The repository provides scripts for spliting PE fastq from MGI sequencer platform by barcodes sequence.
The current implementation was written by caoshuhuan (caoshuhuan@yeah.net). I would appeciate if you send email to me when you have any question about this script or report bug !
The current code version is v1.0.2
v1.0
- split PE fastq with single barcode
- outputs are compressed
- some statistical results provided
v1.0.1
- delete parameter
-l
- modified compress method to reduce process time
- submit
SplitDualBarcodes.pl
for MGI dual barcodes multiplexing, type inperl SplitDualBarcodes.pl -h
to get the tutorial of this script
v1.0.2
- support SE data
v1.1 (under deverlopment) :
- intergrate single and dual barcodes multiplexing module
- support windows system
System: Linux
Memmory: 1 Gb or above
Storage: 1 Tb or above
Perl version: 5.16
or above
The script runs on CentOS 7
or other linux systems on a 64Bit machine with Perl 5.26
, for 100Gb data, It will take about 2 hours with 1 Gb memory if final fastqs uncompress.
Usage:
perl splitBarcode_PE.pl [options]
*-r1 --read1 <string> read1.fq.gz
-r2 --read2 <string> read2.fq.gz if not provided, it will be SE
-e --errNum <int> mismatch number [default: 2 for PE, 1 for SE]
*-f --firstCycle <int> First cylce of barcode
*-b --barcodeList <string> barcodes list
-rc --revcom <Y|N> generate reverse complement of barcode.list or not [default: Y]
-c --compress <Y|N> compress(.gz) output or not [default: Y]
-o --outdir <string> output directory [default: ./]
-h --help print help information and exit
*
means parameter must be provided.- the default mismatch value is 2.
- the default output directory is
./
. - the fastq will be compressed in .gz format when
-c Y
has been set and rungzip.main.sh
after split process finished.
perl SplitBarcode.pl -r1 read1.fq.gz -r2 read2.fq.gz -e 1 -f 101 -b barcode.list -r N -o /path/outdir -c Y
Please make sure the first cycle number of barcode correctly.

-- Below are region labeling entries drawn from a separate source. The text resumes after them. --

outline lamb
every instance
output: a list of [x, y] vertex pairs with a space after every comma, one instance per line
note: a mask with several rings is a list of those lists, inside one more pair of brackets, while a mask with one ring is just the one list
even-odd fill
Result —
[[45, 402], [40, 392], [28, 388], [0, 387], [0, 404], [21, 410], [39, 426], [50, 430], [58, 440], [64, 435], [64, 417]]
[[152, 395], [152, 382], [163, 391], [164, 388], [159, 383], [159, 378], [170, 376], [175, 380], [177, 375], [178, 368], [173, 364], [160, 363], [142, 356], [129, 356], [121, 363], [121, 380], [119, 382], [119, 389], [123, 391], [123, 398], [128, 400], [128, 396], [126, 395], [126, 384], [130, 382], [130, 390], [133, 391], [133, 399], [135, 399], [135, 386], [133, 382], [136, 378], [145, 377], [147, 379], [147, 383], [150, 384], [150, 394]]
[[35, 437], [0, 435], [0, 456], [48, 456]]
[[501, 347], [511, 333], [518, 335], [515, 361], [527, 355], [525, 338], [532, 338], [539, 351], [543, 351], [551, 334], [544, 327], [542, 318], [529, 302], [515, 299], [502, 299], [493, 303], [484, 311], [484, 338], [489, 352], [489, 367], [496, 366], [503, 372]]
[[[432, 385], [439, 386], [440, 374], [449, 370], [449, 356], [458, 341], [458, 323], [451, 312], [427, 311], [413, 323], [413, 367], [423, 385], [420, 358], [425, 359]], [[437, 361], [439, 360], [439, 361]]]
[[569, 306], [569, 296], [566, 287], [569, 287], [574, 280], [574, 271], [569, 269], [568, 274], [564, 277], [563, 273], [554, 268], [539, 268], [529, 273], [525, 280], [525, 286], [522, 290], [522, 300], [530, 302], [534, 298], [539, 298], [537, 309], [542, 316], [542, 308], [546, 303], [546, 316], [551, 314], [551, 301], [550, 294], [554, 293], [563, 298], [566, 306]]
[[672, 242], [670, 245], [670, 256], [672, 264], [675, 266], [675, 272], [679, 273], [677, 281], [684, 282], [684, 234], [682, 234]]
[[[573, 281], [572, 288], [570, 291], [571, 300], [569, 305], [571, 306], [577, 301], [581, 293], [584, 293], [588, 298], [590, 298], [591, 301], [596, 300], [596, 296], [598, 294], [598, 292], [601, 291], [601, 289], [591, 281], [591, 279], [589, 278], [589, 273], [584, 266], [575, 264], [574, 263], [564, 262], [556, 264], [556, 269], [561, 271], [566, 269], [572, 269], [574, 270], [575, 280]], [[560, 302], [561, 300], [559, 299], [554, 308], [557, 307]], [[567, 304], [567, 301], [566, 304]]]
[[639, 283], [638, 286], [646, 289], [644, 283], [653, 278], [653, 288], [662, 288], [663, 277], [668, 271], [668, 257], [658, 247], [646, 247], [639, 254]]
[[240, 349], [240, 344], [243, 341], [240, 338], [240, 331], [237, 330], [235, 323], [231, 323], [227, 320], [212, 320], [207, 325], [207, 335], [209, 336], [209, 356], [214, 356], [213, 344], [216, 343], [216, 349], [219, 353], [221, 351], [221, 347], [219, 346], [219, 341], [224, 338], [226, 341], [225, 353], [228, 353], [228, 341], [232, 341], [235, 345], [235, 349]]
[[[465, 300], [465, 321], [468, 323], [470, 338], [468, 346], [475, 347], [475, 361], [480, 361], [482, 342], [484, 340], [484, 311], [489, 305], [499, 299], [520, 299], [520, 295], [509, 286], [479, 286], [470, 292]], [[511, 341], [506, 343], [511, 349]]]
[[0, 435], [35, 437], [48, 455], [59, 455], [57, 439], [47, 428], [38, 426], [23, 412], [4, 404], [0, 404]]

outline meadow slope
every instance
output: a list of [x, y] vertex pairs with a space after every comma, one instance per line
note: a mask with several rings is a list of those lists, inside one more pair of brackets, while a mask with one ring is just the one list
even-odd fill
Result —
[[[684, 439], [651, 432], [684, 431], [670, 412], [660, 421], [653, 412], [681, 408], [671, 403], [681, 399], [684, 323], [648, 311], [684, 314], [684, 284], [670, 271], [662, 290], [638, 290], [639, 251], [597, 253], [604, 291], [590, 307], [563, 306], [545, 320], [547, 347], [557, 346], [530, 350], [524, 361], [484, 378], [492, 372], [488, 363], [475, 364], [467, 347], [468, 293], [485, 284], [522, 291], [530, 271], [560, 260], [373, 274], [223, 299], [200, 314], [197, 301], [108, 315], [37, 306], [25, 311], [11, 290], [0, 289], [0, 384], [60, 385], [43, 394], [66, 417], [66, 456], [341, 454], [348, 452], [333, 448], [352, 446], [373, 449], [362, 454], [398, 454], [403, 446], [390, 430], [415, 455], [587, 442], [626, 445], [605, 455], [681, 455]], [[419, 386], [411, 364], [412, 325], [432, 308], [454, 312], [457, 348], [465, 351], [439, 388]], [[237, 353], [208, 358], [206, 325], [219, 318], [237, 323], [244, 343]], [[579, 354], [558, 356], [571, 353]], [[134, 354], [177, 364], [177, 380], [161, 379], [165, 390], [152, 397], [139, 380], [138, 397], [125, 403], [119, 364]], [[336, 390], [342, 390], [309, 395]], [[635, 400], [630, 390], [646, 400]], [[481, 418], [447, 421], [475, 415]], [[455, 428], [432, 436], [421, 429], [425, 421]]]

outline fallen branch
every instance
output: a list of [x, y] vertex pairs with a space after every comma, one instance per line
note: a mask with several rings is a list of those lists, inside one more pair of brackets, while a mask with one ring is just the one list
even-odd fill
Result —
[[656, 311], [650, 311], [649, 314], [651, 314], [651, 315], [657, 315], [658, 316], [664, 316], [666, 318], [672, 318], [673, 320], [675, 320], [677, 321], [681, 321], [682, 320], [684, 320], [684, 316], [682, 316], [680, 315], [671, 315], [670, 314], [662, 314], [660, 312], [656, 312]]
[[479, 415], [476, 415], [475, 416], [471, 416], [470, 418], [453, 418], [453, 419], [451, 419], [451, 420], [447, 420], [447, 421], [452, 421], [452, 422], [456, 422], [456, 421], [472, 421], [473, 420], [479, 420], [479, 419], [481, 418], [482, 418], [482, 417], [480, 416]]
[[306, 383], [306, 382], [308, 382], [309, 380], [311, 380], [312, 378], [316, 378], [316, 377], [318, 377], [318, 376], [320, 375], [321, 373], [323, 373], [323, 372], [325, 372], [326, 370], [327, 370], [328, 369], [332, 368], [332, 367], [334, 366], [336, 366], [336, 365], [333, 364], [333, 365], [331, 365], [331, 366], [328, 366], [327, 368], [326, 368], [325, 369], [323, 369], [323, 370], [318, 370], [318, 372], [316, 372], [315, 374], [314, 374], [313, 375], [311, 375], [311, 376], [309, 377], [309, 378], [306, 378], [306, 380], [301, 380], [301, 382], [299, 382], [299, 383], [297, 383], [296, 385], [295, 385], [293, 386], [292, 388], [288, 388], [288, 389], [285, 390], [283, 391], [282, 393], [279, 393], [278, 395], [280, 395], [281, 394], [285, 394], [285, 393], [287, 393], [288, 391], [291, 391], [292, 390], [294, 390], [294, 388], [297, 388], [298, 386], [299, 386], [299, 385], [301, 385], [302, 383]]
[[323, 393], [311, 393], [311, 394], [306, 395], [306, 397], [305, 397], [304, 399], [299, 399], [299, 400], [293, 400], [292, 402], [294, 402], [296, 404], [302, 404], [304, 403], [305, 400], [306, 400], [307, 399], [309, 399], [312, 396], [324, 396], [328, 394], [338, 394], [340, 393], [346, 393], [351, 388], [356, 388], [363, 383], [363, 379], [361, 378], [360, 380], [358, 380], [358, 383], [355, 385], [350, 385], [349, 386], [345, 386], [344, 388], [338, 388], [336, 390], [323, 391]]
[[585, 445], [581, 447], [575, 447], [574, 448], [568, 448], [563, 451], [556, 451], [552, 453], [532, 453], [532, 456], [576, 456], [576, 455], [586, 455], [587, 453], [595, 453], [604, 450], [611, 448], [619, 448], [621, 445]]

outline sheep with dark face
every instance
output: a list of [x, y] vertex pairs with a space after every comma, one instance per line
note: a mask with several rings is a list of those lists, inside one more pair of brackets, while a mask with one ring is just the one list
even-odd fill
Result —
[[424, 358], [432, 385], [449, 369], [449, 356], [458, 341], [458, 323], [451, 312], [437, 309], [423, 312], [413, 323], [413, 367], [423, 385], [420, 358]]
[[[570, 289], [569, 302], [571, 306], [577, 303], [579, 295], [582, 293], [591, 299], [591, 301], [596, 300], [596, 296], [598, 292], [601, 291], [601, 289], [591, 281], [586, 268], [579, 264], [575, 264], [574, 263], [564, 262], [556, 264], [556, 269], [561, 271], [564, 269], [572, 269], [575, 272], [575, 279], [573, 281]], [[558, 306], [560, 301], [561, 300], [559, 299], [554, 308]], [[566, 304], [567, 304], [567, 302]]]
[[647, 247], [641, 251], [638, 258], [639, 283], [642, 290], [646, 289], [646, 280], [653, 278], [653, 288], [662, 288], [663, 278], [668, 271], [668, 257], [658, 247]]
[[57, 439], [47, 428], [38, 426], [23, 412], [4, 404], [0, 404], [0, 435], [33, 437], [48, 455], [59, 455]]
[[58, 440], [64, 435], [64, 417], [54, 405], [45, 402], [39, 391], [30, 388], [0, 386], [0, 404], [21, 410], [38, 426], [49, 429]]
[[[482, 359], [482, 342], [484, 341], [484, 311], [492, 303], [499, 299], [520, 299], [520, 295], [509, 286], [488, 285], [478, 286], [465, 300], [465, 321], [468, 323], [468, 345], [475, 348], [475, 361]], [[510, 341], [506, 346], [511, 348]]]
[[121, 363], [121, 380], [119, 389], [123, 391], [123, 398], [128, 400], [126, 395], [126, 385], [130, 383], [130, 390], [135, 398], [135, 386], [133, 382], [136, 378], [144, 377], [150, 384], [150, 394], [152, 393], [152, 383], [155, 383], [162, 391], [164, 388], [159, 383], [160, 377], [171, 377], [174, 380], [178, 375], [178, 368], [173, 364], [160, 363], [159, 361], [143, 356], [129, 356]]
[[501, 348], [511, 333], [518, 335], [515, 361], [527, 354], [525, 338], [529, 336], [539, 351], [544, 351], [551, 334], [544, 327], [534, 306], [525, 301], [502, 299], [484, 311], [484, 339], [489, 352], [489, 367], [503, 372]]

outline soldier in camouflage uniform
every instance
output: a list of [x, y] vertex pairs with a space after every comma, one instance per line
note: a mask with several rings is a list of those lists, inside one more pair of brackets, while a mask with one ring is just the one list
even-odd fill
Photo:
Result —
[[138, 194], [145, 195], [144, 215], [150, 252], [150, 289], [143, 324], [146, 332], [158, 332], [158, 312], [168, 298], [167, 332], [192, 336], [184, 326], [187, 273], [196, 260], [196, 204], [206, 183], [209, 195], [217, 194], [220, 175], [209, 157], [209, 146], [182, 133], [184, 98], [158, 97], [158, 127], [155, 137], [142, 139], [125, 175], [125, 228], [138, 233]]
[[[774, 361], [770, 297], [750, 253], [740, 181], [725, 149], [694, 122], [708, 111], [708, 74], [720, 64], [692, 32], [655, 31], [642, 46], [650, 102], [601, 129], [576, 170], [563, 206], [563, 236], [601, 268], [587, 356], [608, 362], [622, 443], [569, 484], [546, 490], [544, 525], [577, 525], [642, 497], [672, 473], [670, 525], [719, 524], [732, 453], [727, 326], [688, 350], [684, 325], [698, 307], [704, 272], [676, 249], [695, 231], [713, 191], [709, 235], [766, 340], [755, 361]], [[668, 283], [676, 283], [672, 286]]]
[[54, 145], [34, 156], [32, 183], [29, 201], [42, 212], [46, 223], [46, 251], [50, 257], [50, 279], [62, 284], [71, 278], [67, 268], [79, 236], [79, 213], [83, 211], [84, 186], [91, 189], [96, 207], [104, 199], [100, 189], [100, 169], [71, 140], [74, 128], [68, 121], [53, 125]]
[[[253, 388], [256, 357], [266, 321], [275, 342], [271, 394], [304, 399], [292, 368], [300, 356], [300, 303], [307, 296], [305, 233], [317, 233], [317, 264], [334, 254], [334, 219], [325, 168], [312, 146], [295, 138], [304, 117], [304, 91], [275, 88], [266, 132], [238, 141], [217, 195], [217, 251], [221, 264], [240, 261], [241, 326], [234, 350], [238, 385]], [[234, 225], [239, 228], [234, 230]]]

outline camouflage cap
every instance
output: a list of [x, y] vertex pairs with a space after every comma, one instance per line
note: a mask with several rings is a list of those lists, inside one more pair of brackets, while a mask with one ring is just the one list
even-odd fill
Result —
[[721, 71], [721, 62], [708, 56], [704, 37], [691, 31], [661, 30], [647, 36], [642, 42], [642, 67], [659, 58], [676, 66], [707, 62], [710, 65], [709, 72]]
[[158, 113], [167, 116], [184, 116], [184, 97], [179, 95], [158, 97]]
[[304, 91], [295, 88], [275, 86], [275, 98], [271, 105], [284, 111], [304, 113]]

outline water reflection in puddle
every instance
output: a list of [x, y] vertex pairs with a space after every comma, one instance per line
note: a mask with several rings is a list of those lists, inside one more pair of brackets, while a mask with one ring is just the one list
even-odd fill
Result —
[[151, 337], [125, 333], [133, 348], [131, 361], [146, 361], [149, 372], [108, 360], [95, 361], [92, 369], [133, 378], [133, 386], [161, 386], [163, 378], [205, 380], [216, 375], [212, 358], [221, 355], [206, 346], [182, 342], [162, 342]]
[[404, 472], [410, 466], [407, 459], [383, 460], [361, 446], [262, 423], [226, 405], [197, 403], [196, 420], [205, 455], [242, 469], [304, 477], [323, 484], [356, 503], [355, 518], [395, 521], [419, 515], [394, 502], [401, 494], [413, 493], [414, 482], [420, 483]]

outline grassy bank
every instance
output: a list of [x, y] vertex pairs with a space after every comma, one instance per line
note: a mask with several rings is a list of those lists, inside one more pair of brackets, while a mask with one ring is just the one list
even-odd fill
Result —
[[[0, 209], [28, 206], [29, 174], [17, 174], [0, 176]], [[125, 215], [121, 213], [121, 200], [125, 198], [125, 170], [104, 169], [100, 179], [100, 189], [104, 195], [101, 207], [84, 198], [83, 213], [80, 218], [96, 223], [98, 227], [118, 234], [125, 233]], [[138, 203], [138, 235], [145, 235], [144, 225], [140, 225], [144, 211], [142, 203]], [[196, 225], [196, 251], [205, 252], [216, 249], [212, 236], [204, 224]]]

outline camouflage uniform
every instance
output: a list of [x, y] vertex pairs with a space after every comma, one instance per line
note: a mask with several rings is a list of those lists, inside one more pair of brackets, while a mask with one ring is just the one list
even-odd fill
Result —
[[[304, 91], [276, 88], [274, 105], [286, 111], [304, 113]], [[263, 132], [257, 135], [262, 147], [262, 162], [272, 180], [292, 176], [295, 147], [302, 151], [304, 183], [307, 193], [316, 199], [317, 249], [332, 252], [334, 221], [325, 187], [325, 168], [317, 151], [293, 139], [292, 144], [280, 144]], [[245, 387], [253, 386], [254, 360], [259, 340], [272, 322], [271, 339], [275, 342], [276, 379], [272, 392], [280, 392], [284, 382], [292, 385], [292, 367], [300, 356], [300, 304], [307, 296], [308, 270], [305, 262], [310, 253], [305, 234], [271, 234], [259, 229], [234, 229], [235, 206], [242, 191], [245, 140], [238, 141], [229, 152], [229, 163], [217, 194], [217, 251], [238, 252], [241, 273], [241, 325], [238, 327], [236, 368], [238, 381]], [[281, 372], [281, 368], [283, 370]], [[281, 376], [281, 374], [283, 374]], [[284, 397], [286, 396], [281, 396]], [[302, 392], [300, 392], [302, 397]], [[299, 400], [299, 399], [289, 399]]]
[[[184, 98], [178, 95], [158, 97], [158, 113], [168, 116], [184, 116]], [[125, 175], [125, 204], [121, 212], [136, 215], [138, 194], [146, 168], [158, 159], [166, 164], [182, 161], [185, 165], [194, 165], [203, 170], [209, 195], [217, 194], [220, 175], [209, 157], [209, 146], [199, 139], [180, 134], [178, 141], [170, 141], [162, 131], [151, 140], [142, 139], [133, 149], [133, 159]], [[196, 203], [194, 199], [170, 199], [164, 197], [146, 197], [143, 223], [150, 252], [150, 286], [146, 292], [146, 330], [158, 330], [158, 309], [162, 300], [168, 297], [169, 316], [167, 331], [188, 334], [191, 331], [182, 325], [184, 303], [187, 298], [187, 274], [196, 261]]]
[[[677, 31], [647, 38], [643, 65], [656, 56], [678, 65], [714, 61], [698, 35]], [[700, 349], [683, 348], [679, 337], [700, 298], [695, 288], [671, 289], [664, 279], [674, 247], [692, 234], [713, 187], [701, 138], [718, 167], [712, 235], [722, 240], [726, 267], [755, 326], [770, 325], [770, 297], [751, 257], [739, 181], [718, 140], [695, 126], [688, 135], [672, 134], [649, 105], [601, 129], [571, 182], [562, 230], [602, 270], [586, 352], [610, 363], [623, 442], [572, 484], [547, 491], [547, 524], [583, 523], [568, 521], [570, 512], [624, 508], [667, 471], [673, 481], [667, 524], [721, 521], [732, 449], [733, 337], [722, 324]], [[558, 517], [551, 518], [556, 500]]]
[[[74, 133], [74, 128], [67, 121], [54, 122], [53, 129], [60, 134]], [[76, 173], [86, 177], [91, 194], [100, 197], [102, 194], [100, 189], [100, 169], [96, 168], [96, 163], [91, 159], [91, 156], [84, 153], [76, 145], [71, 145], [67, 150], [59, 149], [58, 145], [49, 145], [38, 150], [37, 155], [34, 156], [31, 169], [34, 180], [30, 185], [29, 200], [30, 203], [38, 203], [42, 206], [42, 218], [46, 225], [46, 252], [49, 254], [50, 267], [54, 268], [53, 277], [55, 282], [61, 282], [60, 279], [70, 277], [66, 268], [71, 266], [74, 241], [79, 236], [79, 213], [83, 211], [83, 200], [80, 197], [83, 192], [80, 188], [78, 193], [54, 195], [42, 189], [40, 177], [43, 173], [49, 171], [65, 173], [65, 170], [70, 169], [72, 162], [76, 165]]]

Only barcode name and barcode sequence need, seperated by tab
or space
.
barcode will miss if lane starts with #
, for example: #96 ATGATCTAGC
.
1 ATGCATCTAA
2 AGCTCTGGAC
The default barcode sequence is a reverse complement of sequence between first cycle and last cycle in Read_2 fastq file. If not, set parameter -rc N
.
for example:
if one read from read2 fastq is:
@V300000000L1C001R001000000/2
TGACTCAATCATACGTTTATACCTCCTATAGTAAAAAGTTTTGTCTTCTTTCAGATATAAGTGTCTCTGTGATGCAGGCTGGGTTGGCATCAACTGTGAATCATTCCAAC
+
FEFGEGGGFGGEEGEFGEEEEBGEFDEEGDBGEGEEAFFGGGDGFEEEEFEFFGFGEFCGDEEFGGEFEEECGBEDEGFFDFFEFEGDGGFFE?EEDCFF71,'962'&)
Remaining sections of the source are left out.